Fingí de nuevo naturalidad ante la opulencia de la sala. Las magníficas lámparas de araña se suspendían con cadenas doradas sobre las mesas, alrededor de las cuales se arremolinaban centenares de jugadores hablando en tantas lenguas como naciones hubo una vez en el mapa de la vieja Europa. El suelo alfombrado amortiguaba el sonido de los movimientos humanos y reforzaba los propios de aquel paraíso del azar: los chasquidos de las fichas al chocar unas con otras, el zumbido de las ruletas, el traqueteo de las bolas de marfil en sus bailes alocados y los gritos de los crupiers cerrando las jugadas al grito de Rien ne va plus! Eran muchos los clientes dejándose el dinero sentados en las mesas de tapete verde, y muchos más los instalados alrededor, de pie, observando atentos las jugadas. Aristócratas asiduos en otro tiempo a perder y ganar sin estridencias en los casinos de Baden Baden, Montecarlo y Deauville, me explicó Da Silva. Burgueses empobrecidos, miserables enriquecidos, seres respetables convertidos en canallas y auténticos canallas disfrazados de señores. Los había vestidos de gran fiesta, triunfadores y seguros de sí mismos, ellos con cuello duro y la pechera almidonada y ellas luciendo altivas el brillo de sus joyeros. Había también individuos de aspecto decadente, acobardados o furtivos a la caza de algún conocido a quien dar un sablazo, tal vez colgados de la ilusión de una noche de gloria más que improbable; seres dispuestos a jugarse en una mesa de bacarrá la última alhaja de la familia o el desayuno de la mañana siguiente. A los primeros los movía la pura emoción del juego, las ganas de divertirse, el vértigo o la codicia; a los segundos, simplemente, la más desnuda desesperación.

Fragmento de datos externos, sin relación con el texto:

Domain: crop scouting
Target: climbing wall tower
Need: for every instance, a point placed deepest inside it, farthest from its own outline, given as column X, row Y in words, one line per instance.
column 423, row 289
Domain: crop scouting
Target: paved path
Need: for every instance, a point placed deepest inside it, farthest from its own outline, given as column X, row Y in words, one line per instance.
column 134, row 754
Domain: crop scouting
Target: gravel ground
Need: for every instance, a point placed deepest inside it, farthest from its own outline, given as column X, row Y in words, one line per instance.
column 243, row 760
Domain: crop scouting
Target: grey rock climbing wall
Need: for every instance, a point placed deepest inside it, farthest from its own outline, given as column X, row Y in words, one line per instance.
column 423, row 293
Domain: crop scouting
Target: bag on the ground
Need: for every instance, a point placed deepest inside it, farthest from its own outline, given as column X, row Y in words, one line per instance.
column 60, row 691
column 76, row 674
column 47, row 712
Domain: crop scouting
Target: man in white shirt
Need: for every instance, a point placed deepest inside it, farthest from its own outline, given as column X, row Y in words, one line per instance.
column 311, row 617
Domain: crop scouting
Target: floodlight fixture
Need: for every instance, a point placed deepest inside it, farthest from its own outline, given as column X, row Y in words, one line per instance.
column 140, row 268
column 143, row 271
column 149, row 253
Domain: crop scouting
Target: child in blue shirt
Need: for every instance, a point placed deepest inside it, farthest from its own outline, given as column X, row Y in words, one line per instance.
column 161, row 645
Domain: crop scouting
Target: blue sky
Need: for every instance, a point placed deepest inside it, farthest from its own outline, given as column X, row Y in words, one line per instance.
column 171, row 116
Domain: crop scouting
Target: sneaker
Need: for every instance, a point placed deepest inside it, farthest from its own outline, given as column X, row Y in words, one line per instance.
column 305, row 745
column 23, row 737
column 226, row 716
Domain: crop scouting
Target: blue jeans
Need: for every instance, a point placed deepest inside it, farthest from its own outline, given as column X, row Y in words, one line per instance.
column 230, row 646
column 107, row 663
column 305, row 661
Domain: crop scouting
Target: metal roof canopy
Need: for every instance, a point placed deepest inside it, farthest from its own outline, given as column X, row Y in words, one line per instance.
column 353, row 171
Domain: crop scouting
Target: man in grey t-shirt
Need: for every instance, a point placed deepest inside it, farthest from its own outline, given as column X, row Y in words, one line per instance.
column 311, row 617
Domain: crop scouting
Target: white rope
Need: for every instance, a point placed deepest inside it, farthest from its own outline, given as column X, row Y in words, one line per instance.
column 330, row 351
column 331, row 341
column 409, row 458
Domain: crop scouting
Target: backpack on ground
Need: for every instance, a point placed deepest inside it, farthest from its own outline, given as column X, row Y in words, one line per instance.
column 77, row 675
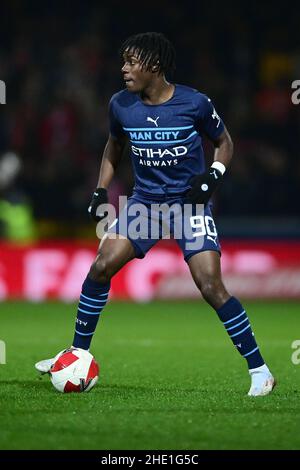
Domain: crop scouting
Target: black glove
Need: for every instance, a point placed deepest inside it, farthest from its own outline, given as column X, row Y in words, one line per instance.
column 203, row 186
column 99, row 197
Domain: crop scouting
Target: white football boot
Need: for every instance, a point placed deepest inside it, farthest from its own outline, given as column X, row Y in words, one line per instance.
column 262, row 381
column 44, row 366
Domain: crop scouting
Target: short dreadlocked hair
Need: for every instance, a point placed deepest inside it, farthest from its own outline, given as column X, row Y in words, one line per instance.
column 152, row 49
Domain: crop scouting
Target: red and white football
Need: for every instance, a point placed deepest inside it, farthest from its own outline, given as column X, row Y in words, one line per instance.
column 75, row 370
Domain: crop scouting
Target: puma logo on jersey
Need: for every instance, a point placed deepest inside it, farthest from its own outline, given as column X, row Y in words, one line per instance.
column 153, row 120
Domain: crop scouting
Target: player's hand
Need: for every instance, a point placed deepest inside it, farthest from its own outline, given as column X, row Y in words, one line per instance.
column 99, row 197
column 203, row 186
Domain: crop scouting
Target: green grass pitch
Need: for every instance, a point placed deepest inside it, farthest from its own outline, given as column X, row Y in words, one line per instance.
column 170, row 379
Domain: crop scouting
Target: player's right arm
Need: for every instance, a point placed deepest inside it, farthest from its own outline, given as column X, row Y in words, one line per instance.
column 111, row 158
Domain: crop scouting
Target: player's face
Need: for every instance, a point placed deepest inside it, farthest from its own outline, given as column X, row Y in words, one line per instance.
column 136, row 77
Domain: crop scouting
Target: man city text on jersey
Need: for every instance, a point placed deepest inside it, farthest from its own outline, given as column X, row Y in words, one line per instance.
column 165, row 139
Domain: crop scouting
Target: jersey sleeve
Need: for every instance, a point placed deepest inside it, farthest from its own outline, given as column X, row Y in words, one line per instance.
column 115, row 127
column 208, row 120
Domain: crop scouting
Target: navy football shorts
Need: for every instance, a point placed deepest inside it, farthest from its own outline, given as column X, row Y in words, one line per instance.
column 145, row 223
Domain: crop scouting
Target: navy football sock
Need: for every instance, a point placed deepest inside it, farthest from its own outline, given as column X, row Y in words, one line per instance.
column 93, row 299
column 236, row 322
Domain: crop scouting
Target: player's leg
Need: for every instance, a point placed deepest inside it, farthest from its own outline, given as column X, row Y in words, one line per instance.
column 206, row 272
column 113, row 254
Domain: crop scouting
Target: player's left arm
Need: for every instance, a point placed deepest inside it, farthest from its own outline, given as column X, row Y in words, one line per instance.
column 223, row 150
column 204, row 185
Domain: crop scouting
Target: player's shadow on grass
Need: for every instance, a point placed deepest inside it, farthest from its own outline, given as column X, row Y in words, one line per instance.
column 35, row 384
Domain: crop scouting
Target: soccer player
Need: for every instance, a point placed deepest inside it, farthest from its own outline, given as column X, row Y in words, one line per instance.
column 164, row 123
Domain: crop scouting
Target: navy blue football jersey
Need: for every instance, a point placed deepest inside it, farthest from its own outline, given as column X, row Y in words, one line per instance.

Deambulamos unos minutos observando las distintas mesas; continuó él repartiendo saludos e intercambiando frases cordiales. Yo apenas hablé: sólo quería salir de allí, encerrarme en mi habitación y olvidarme del mundo; sólo deseaba que aquel maldito día acabara de una vez.

—No pareces tener ganas de hacerte millonaria hoy.

Sonreí con debilidad.

—Estoy agotada —dije. Intenté que mi voz sonara con un punto de dulzura; no quería que percibiera la preocupación que llevaba dentro.

—¿Quieres que te acompañe al hotel?

—Te lo agradecería.

—Dame sólo un segundo. —Acto seguido, se separó unos pasos para extender el brazo hacia alguien conocido a quien acababa de ver.

Me quedé inmóvil, ausente, sin molestarme siquiera en distraerme con el fascinante ajetreo de la sala. Y entonces, casi como una sombra, noté que se acercaba. Pasó detrás de mí, sigiloso, a punto de rozarme. Disimuladamente, sin pararse siquiera, me agarró la mano derecha, me abrió los dedos con habilidad y depositó algo entre ellos. Y yo le dejé hacer. Después, sin una palabra, se fue. Mientras mantenía la vista supuestamente concentrada en una de las mesas, palpé ansiosa lo que me había dejado: un trozo de papel doblado en varios pliegues. Lo escondí bajo el ancho cinturón del vestido en el momento justo en que Manuel se separaba de sus conocidos y volvía a acercarse a mí.

—¿Nos vamos?

—Antes necesito ir un segundo al tocador.

—De acuerdo, te espero aquí.

Intenté encontrar su rastro mientras caminaba, pero ya no estaba por ningún sitio. En el tocador no había nadie, tan sólo una vieja mujer negra de aspecto adormecido a cargo de la puerta. Saqué el papel de su escondite y lo desdoblé con dedos prestos.

«¿Qué fue de la S. que dejé en T?».

S. era Sira y T. era Tetuán. Dónde estaba mi viejo yo de los tiempos africanos, preguntaba Marcus. Abrí el bolso para buscar un pañuelo y una respuesta mientras los ojos se me llenaban de lágrimas. Hallé lo primero; lo segundo, no.